Единственное объяснение заключается в том, что нас объединяла с ним глубокая преданность делу народа, желание поднять его на должную высоту, материальную и духовную. Подходили к народу мы с разных сторон и разными дорогами, но одни и те же чувства соединяли нас. И если революционная молодежь, раскрывая «Отечественные Записки», искала прежде всего статью Михайловского и рассказ Успенского, то и Успенский чувствовал тягу к революционеру. В нем—в революционере—он видел ту возвышенность мысли и дела, ту гармонию, которых не находил в людях всякой другой среды. Происхождение и силу тяги и увлечения Глеба Ивановича революционными деятелями я поняла только по выходе из крепости, когда могла прочесть те произведения, которые были написаны после того, как мы, революционеры эпохи 70-х годов, ушли из жизни, а пока мы были в ней, мы и не подозревали, какое значение имела для него встреча с типичными семидесятниками.
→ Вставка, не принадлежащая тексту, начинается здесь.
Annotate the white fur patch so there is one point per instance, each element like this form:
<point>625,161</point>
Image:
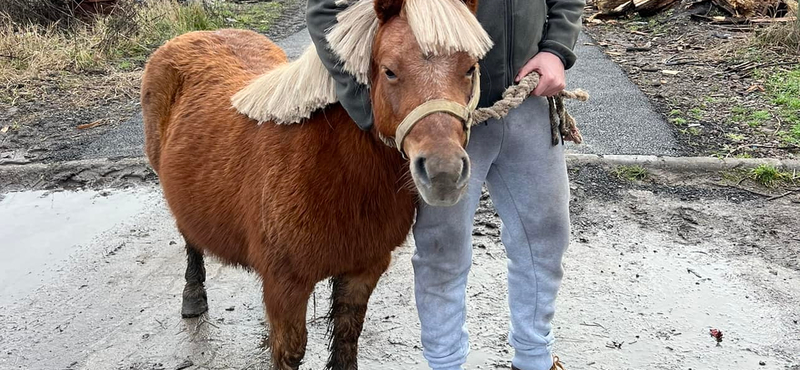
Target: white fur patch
<point>292,92</point>
<point>289,93</point>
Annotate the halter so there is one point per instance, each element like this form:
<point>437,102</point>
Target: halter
<point>464,113</point>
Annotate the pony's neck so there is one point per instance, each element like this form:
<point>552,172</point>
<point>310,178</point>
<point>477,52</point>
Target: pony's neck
<point>366,158</point>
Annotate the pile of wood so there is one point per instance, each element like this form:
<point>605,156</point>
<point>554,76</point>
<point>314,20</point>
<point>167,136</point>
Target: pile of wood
<point>736,9</point>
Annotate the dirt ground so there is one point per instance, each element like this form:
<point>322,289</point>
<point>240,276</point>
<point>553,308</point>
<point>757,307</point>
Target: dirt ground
<point>708,80</point>
<point>652,268</point>
<point>51,118</point>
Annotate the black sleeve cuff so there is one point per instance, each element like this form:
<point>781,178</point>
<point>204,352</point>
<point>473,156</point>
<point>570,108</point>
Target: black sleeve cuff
<point>566,55</point>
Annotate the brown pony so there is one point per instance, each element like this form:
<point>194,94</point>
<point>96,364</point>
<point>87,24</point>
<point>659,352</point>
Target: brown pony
<point>304,202</point>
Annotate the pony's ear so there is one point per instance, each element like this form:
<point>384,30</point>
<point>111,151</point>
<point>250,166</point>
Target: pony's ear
<point>472,5</point>
<point>386,9</point>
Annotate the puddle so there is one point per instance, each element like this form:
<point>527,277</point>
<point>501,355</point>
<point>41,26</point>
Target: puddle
<point>39,230</point>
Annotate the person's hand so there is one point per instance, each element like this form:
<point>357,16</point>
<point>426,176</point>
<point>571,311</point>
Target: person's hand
<point>551,74</point>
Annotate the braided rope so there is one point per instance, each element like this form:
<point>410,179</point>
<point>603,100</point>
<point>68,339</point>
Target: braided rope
<point>562,124</point>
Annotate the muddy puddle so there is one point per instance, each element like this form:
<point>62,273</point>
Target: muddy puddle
<point>40,230</point>
<point>647,277</point>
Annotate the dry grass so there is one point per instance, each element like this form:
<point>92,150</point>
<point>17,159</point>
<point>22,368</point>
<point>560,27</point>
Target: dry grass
<point>784,36</point>
<point>96,44</point>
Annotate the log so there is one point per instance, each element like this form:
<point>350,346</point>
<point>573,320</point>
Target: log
<point>737,8</point>
<point>651,7</point>
<point>608,6</point>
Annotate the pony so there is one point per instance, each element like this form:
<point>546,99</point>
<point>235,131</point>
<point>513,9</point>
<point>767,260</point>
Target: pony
<point>262,168</point>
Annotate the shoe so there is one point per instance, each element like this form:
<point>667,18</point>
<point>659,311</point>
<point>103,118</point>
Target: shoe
<point>556,365</point>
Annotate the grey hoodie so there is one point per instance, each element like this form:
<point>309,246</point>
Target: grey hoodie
<point>519,29</point>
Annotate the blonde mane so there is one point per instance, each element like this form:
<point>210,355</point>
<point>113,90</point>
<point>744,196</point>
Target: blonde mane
<point>290,93</point>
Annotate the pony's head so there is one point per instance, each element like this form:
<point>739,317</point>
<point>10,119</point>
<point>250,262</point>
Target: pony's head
<point>423,78</point>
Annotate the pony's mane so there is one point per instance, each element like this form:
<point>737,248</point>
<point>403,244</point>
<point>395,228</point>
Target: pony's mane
<point>291,92</point>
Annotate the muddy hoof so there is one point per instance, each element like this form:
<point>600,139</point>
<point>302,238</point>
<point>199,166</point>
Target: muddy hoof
<point>195,302</point>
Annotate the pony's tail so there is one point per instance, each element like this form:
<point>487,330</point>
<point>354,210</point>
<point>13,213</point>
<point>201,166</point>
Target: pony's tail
<point>160,85</point>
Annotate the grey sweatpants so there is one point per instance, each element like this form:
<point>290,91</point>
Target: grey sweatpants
<point>527,179</point>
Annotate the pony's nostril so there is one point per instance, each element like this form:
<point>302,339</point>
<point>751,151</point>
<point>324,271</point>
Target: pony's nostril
<point>464,171</point>
<point>421,171</point>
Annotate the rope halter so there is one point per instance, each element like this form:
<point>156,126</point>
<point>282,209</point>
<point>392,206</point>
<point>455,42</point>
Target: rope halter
<point>464,113</point>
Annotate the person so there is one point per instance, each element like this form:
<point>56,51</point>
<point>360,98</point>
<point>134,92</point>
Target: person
<point>525,174</point>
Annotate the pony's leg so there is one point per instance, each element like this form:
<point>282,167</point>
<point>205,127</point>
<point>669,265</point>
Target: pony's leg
<point>286,301</point>
<point>349,299</point>
<point>195,301</point>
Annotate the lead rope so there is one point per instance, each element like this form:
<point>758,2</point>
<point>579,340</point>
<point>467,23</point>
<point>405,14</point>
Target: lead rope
<point>562,124</point>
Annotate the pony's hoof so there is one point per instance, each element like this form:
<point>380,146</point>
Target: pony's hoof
<point>195,302</point>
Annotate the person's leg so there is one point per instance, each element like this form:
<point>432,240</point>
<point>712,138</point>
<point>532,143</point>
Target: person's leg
<point>443,256</point>
<point>529,186</point>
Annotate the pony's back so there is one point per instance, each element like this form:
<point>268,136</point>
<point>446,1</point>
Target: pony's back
<point>217,62</point>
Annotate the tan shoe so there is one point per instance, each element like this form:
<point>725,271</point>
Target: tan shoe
<point>556,365</point>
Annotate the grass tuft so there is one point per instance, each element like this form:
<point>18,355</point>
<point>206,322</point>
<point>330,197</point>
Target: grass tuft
<point>784,36</point>
<point>631,173</point>
<point>768,175</point>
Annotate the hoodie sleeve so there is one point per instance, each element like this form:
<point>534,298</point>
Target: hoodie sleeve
<point>562,29</point>
<point>354,96</point>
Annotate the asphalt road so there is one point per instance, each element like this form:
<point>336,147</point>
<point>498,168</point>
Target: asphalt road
<point>618,119</point>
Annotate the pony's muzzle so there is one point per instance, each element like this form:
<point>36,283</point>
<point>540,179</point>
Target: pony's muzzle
<point>441,180</point>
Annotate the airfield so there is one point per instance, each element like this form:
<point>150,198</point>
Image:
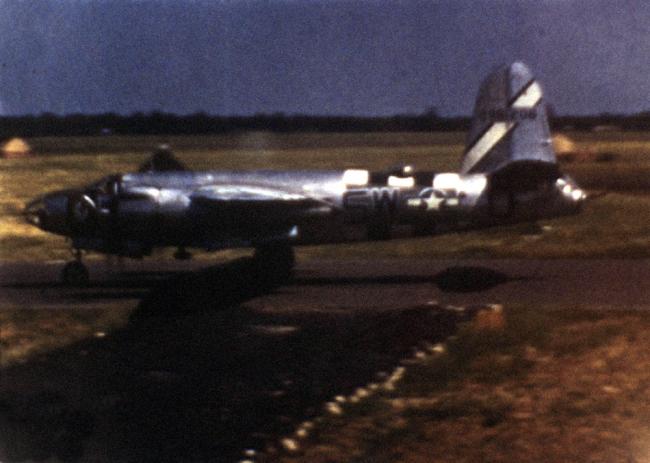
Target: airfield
<point>158,360</point>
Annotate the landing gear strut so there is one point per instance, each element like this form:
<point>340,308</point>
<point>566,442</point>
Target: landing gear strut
<point>75,273</point>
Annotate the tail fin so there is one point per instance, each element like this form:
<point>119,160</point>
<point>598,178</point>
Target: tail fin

В литературе есть указание, что Г. ». присутствовал на моем процессе. Это неверно, он не присутствовал; но верно то, что через мою младшую сестру Ольгу он просил передать мне, что завидует мне. В этом «завидует», мне кажется, заключается трагедия его. Если он действительно завидовал, то его жизнь похожа на трагедию Толстого, которого целыми десятилетиями терзало противоречие между его духовными стремлениями и той буржуазной обстановкой, вырваться из которой он не находил в себе сил до последнего «ухода» от семьи, Г. И, говорил не раз Иван-чину-Писареву, что общение с революционерами выпрямляет его—знаменательное признание! И нельзя не связать его со строками, которые он писал Соболевскому, редактору «Русских Ведомостей»: «Да, надобно действовать прямо. Ты—писатель (думают они), сочувствуешь и тому-то, и тому-то? Ну, так докажи. Беда тебе будет? Плохо? До этого нам нет дела... Ты должен не быть зайцем, боящимся всего этого. Если вы, писатели, пишете то-то и то-то, то и на деле—пожалуйте. Это все верно, правда сущая; но я уже напуган. Вздохну, обдумаю, немного укреплюсь и, поверьте, сделаю так! Если я не сделаю так, то все—чепуха, вся жизнь—вздор, сочинение, пустяки, презренные пустяки...»
На этом я и кончу.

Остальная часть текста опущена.